Muziek, Dans & Kunst op Eerste Piano Biënnale van Daria van den Bercken
Gehoord: thuis vanachter de computer, live gestreamd vanuit Arnhem en Nijmegen van 13 t/m 16 mei, concerten nog een maand lang te beluisteren via https://pianobiennale.com
‘Muziek waarop je voeten niet willen dansen is geen muziek’ – Nietzsche
Spontaan, gepassioneerd, goudeerlijk en origineel, dat is Daria van den Bercken ten voeten uit. Ze werd bekend door haar gewaagde projecten met de sonates van Händel, Mozart en Scarlatti. Als pianiste heeft ze een ontwapenende uitstraling, als kamermuziekspeler weet ze haar medemusici met enthousiasme te inspireren en als de dappere programmeur van een Piano Biënnale in coronatijd heeft ze stijl en smaak.
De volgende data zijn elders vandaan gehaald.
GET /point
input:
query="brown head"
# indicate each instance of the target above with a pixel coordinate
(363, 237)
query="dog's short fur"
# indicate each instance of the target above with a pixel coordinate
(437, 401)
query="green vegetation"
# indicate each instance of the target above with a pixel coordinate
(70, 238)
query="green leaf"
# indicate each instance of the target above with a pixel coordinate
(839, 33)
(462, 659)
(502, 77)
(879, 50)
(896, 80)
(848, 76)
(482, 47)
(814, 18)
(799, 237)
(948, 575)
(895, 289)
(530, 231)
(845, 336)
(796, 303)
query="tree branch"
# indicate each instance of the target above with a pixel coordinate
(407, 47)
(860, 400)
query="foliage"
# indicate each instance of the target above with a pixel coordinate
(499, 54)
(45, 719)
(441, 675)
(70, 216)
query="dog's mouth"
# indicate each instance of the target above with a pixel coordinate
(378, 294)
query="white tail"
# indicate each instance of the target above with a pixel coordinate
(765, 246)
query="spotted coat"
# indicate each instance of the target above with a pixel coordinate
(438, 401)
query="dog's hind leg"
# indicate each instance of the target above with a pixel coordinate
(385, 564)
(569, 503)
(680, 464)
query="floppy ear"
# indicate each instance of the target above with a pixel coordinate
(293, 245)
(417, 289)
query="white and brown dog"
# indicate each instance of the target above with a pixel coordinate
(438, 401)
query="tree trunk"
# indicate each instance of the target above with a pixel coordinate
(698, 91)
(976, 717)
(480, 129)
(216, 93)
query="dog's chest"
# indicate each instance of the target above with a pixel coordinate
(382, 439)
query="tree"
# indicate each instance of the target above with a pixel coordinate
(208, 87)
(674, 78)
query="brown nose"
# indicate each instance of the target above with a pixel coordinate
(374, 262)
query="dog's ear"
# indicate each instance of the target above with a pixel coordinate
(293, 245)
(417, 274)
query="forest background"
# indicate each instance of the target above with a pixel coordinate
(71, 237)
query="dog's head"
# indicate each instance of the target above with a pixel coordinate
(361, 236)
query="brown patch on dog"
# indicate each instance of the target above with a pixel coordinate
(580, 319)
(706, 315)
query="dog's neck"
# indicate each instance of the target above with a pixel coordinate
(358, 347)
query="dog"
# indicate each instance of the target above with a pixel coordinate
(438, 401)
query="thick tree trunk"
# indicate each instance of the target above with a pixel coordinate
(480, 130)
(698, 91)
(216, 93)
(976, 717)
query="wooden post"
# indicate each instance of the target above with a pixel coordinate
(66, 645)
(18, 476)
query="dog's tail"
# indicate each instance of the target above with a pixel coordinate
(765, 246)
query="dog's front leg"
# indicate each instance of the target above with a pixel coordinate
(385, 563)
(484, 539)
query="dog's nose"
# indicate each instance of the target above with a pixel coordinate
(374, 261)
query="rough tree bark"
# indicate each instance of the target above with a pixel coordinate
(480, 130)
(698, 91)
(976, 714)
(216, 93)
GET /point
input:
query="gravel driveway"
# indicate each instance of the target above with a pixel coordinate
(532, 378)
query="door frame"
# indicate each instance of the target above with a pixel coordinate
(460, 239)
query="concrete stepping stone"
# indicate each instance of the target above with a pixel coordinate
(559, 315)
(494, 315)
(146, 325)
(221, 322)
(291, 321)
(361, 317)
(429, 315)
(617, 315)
Ook is ze een geboren pleitbezorger voor de klassieke muziek, een culturele ondernemer met lef en een intelligente schrijfster van brieven aan Mark Rutte & co over het belang van cultuur in het algemeen en de muziek in het bijzonder. Dat haar kritische geluiden vooralsnog niets uithalen en van regeringswege niet eens beantwoord worden, is niet haar fout. Zeker nu de overheid vanwege de pandemie wel wat anders aan zijn hoofd heeft dan zich bezig te houden met ‘niet-essentiële’ zaken als kunst en cultuur. Maar op social media vindt Van den Bercken terecht veel bijval, dus wie weet dringen haar muzikale noodkreten ooit ook nog eens door in Haagse Kringen…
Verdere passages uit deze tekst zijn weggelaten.